Unused prescription medicines cost the NHS at least £300 million a year, figures show.

Around half the waste associated with drugs that are prescribed but never taken by the patient is preventable, according to a study commissioned by the Department of Health.

The report found the gross annual cost of NHS primary care waste and that occurring in care homes is £300 million in England, but this could be an underestimate.

“This sum represents approximately £1 in every £25 spent on primary care and community pharmaceutical and allied products use, and 0.3% of total NHS outlays,” the study said.

“It includes an estimated £90 million worth of unused prescription medicines that are retained in individuals’ homes at any one time, £110 million returned to community pharmacies over the course of a year, and £50 million worth of NHS supplied medicines that are disposed of unused by care homes.”

Reasons behind discarded medicines include over-ordering on prescriptions, patients getting better before all the medicine is taken, people suffering unwanted side-effects and the patient dying.

Some of the waste is therefore “inevitable”, the report said.

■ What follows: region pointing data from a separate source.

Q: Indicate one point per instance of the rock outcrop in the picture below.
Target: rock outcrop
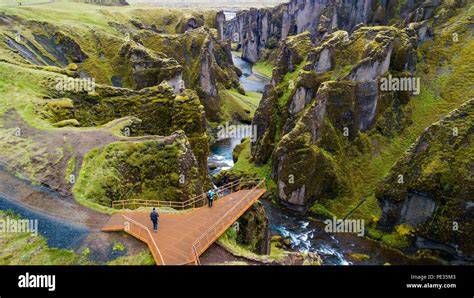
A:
(321, 98)
(431, 188)
(150, 169)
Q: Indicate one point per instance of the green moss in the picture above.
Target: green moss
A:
(359, 257)
(395, 240)
(71, 165)
(147, 170)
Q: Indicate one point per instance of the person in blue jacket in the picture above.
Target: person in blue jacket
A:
(210, 197)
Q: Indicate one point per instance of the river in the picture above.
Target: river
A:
(306, 235)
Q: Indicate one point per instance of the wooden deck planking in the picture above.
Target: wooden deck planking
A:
(177, 232)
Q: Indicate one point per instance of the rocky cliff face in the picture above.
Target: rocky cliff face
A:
(322, 97)
(259, 29)
(137, 55)
(431, 188)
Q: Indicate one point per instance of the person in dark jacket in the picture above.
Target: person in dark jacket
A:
(154, 219)
(210, 197)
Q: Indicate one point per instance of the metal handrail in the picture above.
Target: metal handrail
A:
(213, 228)
(192, 202)
(139, 236)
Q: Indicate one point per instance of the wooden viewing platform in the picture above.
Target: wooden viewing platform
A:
(183, 237)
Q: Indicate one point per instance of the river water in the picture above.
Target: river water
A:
(306, 235)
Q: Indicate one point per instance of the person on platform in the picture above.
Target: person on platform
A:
(154, 216)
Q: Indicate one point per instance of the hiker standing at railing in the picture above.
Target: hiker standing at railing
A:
(154, 216)
(210, 197)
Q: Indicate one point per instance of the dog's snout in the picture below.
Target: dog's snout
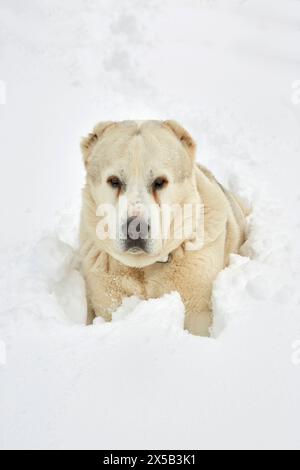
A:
(137, 228)
(136, 231)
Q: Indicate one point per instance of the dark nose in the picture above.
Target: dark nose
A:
(136, 231)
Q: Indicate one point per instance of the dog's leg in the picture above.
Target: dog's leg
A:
(198, 323)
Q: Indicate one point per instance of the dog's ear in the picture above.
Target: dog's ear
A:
(88, 142)
(183, 135)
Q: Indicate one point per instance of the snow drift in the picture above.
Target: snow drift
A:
(141, 381)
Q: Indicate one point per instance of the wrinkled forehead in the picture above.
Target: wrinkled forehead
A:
(132, 149)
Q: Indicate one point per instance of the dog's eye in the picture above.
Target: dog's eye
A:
(114, 182)
(159, 183)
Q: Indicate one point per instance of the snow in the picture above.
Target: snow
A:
(229, 71)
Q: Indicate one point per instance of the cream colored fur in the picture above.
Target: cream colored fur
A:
(139, 150)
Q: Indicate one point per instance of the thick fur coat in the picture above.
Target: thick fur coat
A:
(139, 152)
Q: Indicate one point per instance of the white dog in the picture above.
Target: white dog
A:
(174, 225)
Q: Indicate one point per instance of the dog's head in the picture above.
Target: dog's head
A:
(141, 176)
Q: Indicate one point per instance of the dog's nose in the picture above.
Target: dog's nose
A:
(136, 231)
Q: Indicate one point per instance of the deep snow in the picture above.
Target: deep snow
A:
(229, 71)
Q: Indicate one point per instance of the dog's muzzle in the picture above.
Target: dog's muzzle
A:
(136, 233)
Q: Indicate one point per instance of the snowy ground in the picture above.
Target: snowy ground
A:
(229, 71)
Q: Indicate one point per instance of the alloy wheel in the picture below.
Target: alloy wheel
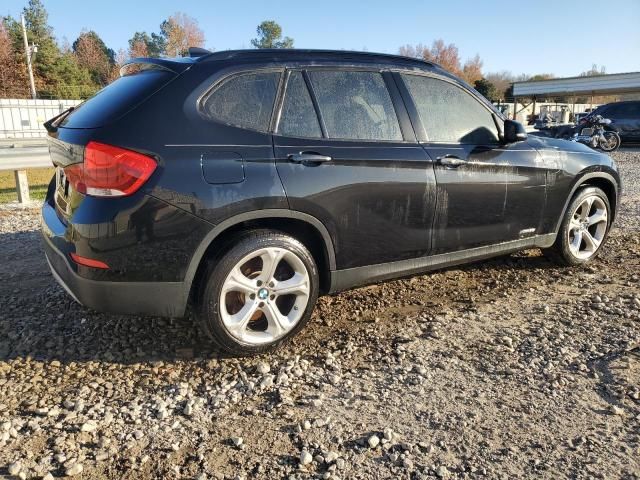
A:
(587, 227)
(265, 295)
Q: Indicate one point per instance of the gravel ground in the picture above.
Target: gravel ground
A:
(511, 368)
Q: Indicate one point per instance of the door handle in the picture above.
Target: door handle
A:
(450, 161)
(308, 157)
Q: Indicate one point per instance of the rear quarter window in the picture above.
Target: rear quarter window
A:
(243, 100)
(117, 98)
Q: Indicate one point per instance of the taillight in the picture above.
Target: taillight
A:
(109, 171)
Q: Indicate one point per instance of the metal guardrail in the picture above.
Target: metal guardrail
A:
(20, 155)
(24, 158)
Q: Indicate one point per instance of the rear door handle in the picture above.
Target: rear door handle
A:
(450, 161)
(308, 157)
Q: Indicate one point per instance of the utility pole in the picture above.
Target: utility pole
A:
(29, 53)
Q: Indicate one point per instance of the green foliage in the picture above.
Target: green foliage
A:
(270, 36)
(108, 52)
(488, 89)
(154, 43)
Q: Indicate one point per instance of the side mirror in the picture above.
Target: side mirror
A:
(514, 131)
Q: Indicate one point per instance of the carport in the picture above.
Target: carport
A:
(573, 87)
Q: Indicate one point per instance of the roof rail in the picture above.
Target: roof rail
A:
(195, 52)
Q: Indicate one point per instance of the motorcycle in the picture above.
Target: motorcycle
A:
(594, 131)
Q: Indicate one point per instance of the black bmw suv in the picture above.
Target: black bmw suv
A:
(247, 183)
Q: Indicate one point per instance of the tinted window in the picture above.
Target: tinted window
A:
(355, 105)
(245, 100)
(298, 117)
(449, 113)
(117, 98)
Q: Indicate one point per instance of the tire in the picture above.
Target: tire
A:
(244, 309)
(613, 142)
(585, 225)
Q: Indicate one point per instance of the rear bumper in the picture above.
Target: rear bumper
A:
(167, 299)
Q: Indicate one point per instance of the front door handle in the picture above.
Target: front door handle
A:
(450, 161)
(308, 157)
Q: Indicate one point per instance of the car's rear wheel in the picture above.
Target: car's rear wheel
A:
(259, 293)
(584, 228)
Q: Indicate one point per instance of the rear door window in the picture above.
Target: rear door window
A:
(355, 105)
(244, 100)
(298, 117)
(449, 113)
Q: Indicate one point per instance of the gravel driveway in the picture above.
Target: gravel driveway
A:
(511, 368)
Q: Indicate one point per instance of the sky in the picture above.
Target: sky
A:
(563, 37)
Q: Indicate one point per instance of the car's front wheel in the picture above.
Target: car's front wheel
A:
(259, 293)
(584, 228)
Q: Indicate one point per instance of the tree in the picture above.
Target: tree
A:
(144, 45)
(502, 81)
(411, 51)
(472, 70)
(180, 32)
(92, 54)
(270, 36)
(57, 73)
(448, 57)
(444, 55)
(488, 89)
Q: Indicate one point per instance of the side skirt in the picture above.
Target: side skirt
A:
(354, 277)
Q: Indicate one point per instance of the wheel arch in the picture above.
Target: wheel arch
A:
(603, 180)
(304, 227)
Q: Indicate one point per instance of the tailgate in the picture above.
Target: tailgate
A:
(62, 155)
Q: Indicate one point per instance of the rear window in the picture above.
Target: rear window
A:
(117, 98)
(355, 105)
(245, 100)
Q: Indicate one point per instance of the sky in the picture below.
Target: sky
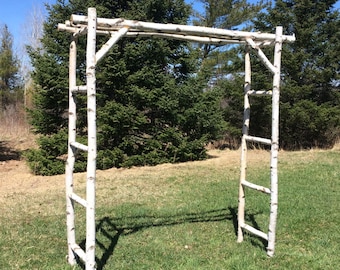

However, encouraging people to adhere to their prescription regime and overall better management of medicines could lead to even bigger savings, in part because people would suffer less ill health and need less NHS care.

Up to £500 million could be saved in just five areas - asthma, diabetes, high blood pressure, vascular disease and schizophrenia - if medicines were taken in the most optimal manner, according to researchers from the York Health Economics Consortium and the School of Pharmacy at the University of London.

The NHS is also no worse than other countries when it comes to wasting medicines, said the study, which was based on figures for 2009.

Report co-author, Professor Paul Trueman, said: “Many health professionals and members of the public believe that the physical waste of NHS medicines is a major issue. We should do everything we can cost effectively to reduce it. But we have not found that the NHS has a systemic problem with drug wastage which marks it out from other health services.

“In value terms there is more to be gained from helping people to take their medicines more effectively, even though this may increase the overall volume of drugs paid for.”